Your tasks, reviewed by your colleagues and the course instructors, are the following:

1.   *Implement a ranked retrieval system*, [1, Chapter 6] which will produce a list of documents from the Cranfield collection in a descending order of relevance to a query from the Cranfield collection. You MUST NOT use relevance judgements from the Cranfield collection in your information retrieval system. Relevance judgements MUST only be used for the evaluation of your information retrieval system.

2.   *Document your code* in accordance with [PEP 257](https://www.python.org/dev/peps/pep-0257/), ideally using [the NumPy style guide](https://numpydoc.readthedocs.io/en/latest/format.html#docstring-standard) as seen in the code from exercises.  
     *Stick to a consistent coding style* in accordance with [PEP 8](https://www.python.org/dev/peps/pep-0008/).

3.   *Reach at least 35% mean average precision* [1, Section 8.4] with your system on the Cranfield collection. You are encouraged to use techniques for tokenization, [1, Section 2.2] document representation [1, Section 6.4], tolerant retrieval [1, Chapter 3], relevance feedback and query expansion, [1, Chapter 9] and others discussed in the course.

4.   *Upload a link to your Google Colaboratory document to the homework vault in IS MU.* You MAY also include a brief description of your information retrieval system.

#### Install the fresh version of utils

In [252]:
! pip install git+https://gitlab.fi.muni.cz/xstefan3/pv211-utils.git@master | grep '^Successfully'

  Running command git clone -q https://gitlab.fi.muni.cz/xstefan3/pv211-utils.git /tmp/pip-req-build-3rx_36_x
Successfully built pv211-utils


## Loading the Cranfield collection

### Loading the documents
The following code loads documents from the Cranfield collection into the `documents` [ordered dictionary](https://docs.python.org/3.8/library/collections.html#collections.OrderedDict).
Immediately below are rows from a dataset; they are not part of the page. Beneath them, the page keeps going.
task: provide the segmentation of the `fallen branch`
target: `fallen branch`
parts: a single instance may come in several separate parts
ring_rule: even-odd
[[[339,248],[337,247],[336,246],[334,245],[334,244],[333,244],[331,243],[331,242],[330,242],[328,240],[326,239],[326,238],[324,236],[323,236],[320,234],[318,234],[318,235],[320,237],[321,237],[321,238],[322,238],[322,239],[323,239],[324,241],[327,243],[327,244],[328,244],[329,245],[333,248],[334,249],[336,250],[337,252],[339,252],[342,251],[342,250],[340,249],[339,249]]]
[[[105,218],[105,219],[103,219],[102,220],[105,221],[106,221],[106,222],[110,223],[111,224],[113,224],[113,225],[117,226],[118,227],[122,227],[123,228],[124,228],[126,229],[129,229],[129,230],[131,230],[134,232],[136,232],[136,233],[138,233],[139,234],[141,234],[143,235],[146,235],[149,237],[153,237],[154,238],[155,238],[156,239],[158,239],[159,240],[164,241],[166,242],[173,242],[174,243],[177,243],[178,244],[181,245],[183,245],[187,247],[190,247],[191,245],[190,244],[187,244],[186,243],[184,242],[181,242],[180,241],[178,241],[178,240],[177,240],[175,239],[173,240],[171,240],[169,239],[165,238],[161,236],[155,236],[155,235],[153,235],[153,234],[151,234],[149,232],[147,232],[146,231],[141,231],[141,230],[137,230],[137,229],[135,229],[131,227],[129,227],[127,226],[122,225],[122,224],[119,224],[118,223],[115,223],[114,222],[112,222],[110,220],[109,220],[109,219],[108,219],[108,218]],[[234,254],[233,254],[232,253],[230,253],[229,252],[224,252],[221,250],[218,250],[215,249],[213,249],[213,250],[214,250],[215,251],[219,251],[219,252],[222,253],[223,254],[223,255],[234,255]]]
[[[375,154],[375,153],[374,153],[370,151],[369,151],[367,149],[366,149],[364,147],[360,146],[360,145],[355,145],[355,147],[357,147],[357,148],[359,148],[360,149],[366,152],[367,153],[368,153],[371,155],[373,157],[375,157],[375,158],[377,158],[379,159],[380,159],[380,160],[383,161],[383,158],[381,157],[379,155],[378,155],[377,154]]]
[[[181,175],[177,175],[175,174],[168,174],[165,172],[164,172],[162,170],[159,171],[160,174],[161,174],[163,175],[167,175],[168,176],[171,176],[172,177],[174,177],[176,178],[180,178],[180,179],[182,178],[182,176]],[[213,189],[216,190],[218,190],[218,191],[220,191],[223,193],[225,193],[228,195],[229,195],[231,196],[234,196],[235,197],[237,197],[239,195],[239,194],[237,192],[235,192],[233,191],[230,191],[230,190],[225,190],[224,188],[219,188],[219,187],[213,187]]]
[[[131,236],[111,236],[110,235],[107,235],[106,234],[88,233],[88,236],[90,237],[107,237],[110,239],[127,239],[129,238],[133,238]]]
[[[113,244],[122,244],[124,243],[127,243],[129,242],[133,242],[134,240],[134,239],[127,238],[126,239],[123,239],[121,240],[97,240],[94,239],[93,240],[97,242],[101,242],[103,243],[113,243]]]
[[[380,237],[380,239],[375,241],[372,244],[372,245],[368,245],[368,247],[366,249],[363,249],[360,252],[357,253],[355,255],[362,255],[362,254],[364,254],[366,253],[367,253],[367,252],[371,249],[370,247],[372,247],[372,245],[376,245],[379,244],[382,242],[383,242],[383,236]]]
Tokenization of the `title` and `body` attributes of the individual documents as well as the creative use of the `authors`, `bibliography`, and `title` attributes is left to your imagination and craftsmanship.

In [0]:
from pv211_utils.entities import DocumentBase

class Document(DocumentBase):
    """
    A Cranfield collection document.

    Parameters
    ----------
    document_id : int
        A unique identifier of the document.
    authors : list of str
        A unique identifiers of the authors of the document.
    bibliography : str
        The bibliographical entry for the document.
    title : str
        The title of the document.
    body : str
        The abstract of the document.

    """
    def __init__(self, document_id, authors, bibliography, title, body):
        super().__init__(document_id, authors, bibliography, title, body)
        # preprocessing?

In [0]:
from pv211_utils.loader import load_documents

documents = load_documents(Document)

In [255]:
print('\n'.join(repr(document) for document in list(documents.values())[:9]) + '\n...')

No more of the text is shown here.